I need to read (in VB.NET application) TEXT CONTENT from a particular page and AREA from pdf files.
I try with this sample (below) but don't function (don't function well).
I have problem to know exact coordinates, i try with sample PdfReaderDemo, but the coordinates and resolutions do not corresponding well.
Any suggestions? Any way to suggest for reading text from a particular AREA form pdf?
Thanks.
Code: Select all
Private Sub Button1_Click(ByVal sender As System.Object, ByVal e As System.EventArgs) Handles Button1.Click
Dim x1 As Int16, x2 As Int16, y1 As Int16, y2 As Int16
Dim vTesto As String = ""
Dim vArea As SizeF
Dim vRect As RectangleF
Try
_fileStream = New FileStream(edPdf1.Text, FileMode.Open, FileAccess.Read)
_document = PdfDocumentController.OpenDocument(_fileStream)
vTesto = _document.Pages(0).TextRegion.TextContent
edTxt1.Text = vTesto
vArea = _document.Pages(0).GetPageSizeInPixels(_document.Pages(0).DefaultResolution)
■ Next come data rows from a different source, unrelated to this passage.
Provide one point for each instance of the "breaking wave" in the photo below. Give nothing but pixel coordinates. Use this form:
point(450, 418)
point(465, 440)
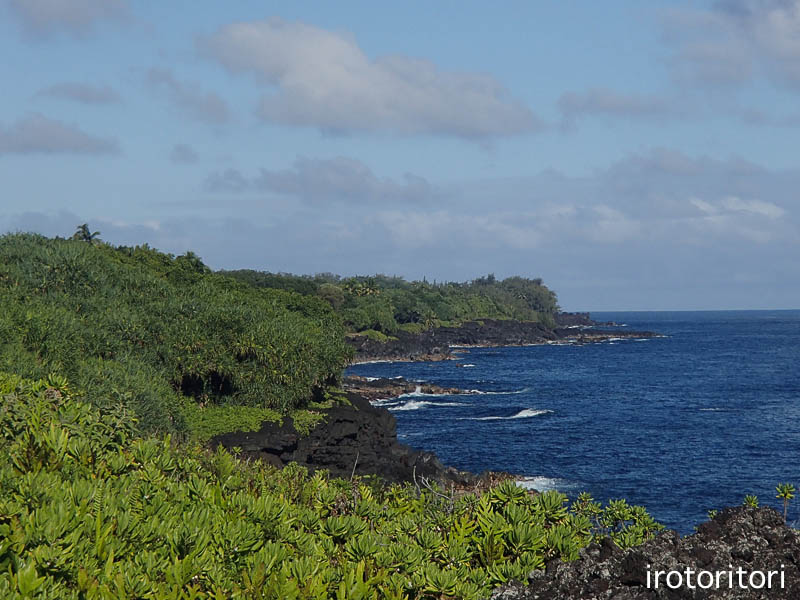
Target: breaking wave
point(523, 414)
point(417, 404)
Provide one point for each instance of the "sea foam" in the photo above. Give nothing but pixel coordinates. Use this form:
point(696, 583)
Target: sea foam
point(523, 414)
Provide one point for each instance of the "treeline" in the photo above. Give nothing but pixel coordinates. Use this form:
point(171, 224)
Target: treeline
point(183, 348)
point(388, 304)
point(89, 509)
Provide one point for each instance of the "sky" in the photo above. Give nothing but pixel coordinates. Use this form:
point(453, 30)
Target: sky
point(634, 155)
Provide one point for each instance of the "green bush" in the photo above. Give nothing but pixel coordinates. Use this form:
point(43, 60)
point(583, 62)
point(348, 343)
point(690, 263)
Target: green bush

x1 = Convert.ToInt16(edX1.Text)
x2 = Convert.ToInt16(edX2.Text)
y1 = Convert.ToInt16(edY1.Text)
y2 = Convert.ToInt16(edY2.Text)
If x1 <> 0 Or x2 <> 0 Or y1 <> 0 Or y2 <> 0 Then
vRect = New RectangleF(x1, y1, x2, y2)
vTesto = _document.Pages(0).TextRegion.GetSubregion(vRect).TextContent
End If
Catch ex As Exception
End Try